There was a name for that running-into-the-rope-in-between-the-scoops-of-it but I don't remember what it was. And before I was able to do run into the jump rope and start jumping, it seemed impossible, and that's how it felt when I was sitting on the boat and trying to keep up. It seems impossible but everyone else is managing to do it.

And then Coach J said, Why don't you get out and let S take your place and I felt like I had failed. Someone else had to take my place. Besides yelling what I should be doing, Coach J had been yelling encouragement but then I heard her say to C, the high school rower in the boat with her, that you have to find something good that someone is doing, even if they're not doing it, and when I brought it up, she said, No, but you were good.
But back to the not wanting to think about it. I felt drawn, drawn to rowing and so I met up with S, who is Coach J's friend and maybe a coach, too, at the Lincoln Park Boat Club, which is hidden away between the zoo parking lot and the lagoon. We went into a workout room and did the ergs. That was Friday. And then I emailed S about meeting up today and she said, come around 7, and today I kept thinking, I'm going to go back there, and I felt drawn to the erg, and thought of the high school film we saw with Lorne Greene (born Lyon Himan "Chaim" Green) intoning, I must go down to the sea again and I was feeling that way about the erg. And I didn't want to think about it, analyze it because then I was afraid that I wouldn't feel drawn to it any more.

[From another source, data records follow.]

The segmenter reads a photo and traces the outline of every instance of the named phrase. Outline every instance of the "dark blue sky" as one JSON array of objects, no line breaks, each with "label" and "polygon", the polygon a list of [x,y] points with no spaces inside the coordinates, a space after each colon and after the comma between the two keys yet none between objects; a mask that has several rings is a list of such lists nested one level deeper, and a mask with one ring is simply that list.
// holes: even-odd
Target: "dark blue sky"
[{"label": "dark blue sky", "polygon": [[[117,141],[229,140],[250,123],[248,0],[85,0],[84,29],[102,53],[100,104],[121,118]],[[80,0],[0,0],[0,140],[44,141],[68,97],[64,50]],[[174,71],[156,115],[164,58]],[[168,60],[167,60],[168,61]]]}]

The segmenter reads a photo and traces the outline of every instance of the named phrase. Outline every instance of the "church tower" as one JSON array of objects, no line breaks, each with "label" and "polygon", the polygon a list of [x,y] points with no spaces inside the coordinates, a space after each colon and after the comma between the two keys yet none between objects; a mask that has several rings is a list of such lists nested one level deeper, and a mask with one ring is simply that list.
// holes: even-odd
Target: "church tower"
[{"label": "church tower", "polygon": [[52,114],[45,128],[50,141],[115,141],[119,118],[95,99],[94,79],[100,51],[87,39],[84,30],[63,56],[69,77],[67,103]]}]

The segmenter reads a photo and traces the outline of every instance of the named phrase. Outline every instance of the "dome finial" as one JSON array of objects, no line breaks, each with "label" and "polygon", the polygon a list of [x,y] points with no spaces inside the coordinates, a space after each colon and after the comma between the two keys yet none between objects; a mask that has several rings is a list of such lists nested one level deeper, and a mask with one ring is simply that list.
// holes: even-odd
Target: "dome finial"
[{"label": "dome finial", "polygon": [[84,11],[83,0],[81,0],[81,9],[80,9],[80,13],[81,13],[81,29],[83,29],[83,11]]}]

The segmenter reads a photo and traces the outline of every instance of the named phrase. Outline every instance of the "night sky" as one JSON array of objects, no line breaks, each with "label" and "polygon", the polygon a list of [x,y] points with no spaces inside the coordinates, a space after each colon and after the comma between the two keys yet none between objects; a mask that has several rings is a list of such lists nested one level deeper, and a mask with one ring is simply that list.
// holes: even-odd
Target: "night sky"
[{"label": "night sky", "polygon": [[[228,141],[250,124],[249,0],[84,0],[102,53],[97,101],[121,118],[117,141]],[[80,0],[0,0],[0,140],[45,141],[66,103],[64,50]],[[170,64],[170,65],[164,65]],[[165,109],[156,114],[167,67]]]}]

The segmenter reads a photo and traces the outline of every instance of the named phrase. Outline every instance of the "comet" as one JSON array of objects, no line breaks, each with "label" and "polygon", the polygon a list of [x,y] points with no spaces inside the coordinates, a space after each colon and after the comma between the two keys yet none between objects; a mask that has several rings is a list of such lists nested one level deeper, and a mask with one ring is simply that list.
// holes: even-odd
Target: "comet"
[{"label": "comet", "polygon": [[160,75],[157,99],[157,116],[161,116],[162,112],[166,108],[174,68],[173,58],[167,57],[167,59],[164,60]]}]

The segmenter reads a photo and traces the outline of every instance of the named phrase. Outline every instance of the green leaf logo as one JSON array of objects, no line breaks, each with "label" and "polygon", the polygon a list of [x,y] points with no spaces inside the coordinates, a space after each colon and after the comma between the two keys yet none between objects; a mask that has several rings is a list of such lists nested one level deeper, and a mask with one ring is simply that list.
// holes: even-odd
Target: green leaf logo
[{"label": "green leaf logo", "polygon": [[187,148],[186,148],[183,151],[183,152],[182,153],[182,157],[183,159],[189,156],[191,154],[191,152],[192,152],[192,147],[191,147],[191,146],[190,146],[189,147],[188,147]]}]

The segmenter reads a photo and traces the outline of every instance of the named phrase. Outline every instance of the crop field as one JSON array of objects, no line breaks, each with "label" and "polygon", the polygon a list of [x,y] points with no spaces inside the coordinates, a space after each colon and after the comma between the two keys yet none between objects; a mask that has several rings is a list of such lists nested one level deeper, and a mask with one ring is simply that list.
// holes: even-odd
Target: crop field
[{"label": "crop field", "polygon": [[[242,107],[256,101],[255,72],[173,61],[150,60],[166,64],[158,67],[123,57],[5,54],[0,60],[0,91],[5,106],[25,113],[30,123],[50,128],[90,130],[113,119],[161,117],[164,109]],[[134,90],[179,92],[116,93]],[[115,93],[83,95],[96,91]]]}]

I did go there tonight and S gave me a workout (one minute of this, one of this, etc.) and I was less deliberate with my motions, not tracking 1-2-3-4, but going forward, bent knees, pull, lean back, recover. I'm getting the hang of rowing on the erg, and tomorrow, Monday, I will be back on the dirty water in the very skinny boat. And maybe I will see a Great Blue Heron again, which flew over the edge of the river last week, and we took it as a sign that the river still has life in it.